Relembro que está a chegar o Natal e que três em cada dez crianças deste país vão para a escola sem nada no estômago – a única refeição que têm por dia é o almoço que ali comem, muitas vezes pago pelos professores, do seu bolso. A situação agravou-se de tal forma que a maioria das escolas já nem fecha nas férias. Passou a ser a “norma” e assim voltará a ser durante estes dias de “Festas” que se avizinham. Centenas de refeitórios vão estar abertos para que estas crianças não fiquem duas semanas privadas de um bem tão básico como a alimentação. É uma boa medida mas, ao mesmo tempo, não consigo esquecer o olhar dos meninos que vi numa destas cantinas, durante um período de férias, comendo o seu prato de sopa. Eles sabem que são diferentes dos amigos, que estão de férias em casa, e invejam já não apenas os seus ténis de marca ou o último videojogo da moda, mas a comida que eles têm no frigorífico.

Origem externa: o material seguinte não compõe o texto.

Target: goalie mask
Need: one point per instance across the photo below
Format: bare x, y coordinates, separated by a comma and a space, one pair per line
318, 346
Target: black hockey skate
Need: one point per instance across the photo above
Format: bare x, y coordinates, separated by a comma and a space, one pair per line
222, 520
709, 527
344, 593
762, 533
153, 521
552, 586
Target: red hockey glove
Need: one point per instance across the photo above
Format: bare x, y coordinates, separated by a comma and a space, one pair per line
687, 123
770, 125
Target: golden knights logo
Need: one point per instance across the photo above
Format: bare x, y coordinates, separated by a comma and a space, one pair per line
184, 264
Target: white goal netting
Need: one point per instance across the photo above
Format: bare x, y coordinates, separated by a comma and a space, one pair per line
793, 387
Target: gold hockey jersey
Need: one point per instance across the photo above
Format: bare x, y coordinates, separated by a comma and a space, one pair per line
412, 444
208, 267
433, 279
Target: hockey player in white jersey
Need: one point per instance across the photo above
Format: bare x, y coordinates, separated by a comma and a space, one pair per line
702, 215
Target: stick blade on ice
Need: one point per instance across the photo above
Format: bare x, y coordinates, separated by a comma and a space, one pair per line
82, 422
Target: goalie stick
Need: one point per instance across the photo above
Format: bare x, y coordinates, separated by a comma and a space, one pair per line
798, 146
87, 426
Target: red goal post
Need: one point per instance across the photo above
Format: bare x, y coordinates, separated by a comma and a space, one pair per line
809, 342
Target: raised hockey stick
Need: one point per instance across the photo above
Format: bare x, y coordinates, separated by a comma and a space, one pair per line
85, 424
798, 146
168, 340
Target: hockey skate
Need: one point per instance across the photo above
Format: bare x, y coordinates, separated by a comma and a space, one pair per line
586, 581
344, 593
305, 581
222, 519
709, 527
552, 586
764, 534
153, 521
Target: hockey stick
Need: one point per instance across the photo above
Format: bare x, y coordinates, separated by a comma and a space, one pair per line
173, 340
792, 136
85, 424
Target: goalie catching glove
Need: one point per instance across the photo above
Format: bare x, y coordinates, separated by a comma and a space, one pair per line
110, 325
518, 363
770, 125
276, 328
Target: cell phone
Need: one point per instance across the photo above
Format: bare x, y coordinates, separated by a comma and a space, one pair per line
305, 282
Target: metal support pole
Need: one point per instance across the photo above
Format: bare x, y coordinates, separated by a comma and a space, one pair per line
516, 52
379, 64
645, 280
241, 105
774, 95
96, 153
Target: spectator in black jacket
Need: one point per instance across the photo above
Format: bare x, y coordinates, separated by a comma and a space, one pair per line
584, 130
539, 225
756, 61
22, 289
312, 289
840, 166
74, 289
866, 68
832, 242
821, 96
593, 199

A história que mais me doeu testemunhar passou-se num dos bairros pobres dos arredores de Lisboa. Num café em frente a uma escola, entrava todas as manhãs uma senhora, com um ar visivelmente incomodado. Dizia bom dia à dona, retirava discretamente um pacote de açúcar do balcão e saía rapidamente. Umas semanas mais tarde, a dona do café ganhou coragem e perguntou a esta cliente insólita, que nunca tinha consumido nada no seu estabelecimento, para que precisava ela daquele pacote de açúcar. E a senhora explicou que o dava ao seu filho de 8 anos antes de ele entrar na escola. Sem dinheiro para lhe dar pequeno-almoço, despejava aquele pacote de açúcar na boca do menino, para ele ter alguma energia durante a manhã. Esta comerciante, com os seus próprios problemas económicos a tirarem-lhe o sono, abraçou-se a esta mãe, chorando como há muito não fazia. Não tinha meios para lhes resolver a vida toda mas uma coisa podia fazer: o menino passaria a ir com a mãe ao café tomar o pequeno-almoço, todos os dias.
São gestos como este que me reconciliam com o mundo. Já todos lemos centenas de notícias sobre o inferno em que vivem tantas pessoas mas, em vez de ficarmos vacinados contra o sofrimento dos outros, desensibilizando-nos, é fundamental que consigamos colocar-nos no lugar dessas pessoas e pensar no que faríamos, nas mesmas circunstâncias. A empatia é o primeiro passo para a compaixão e para a valorização da vida. E só a partir daí poderemos sobreviver aos horrores do mundo, fazendo frente a todas as tempestades – seja no sentido literal ou figurativo.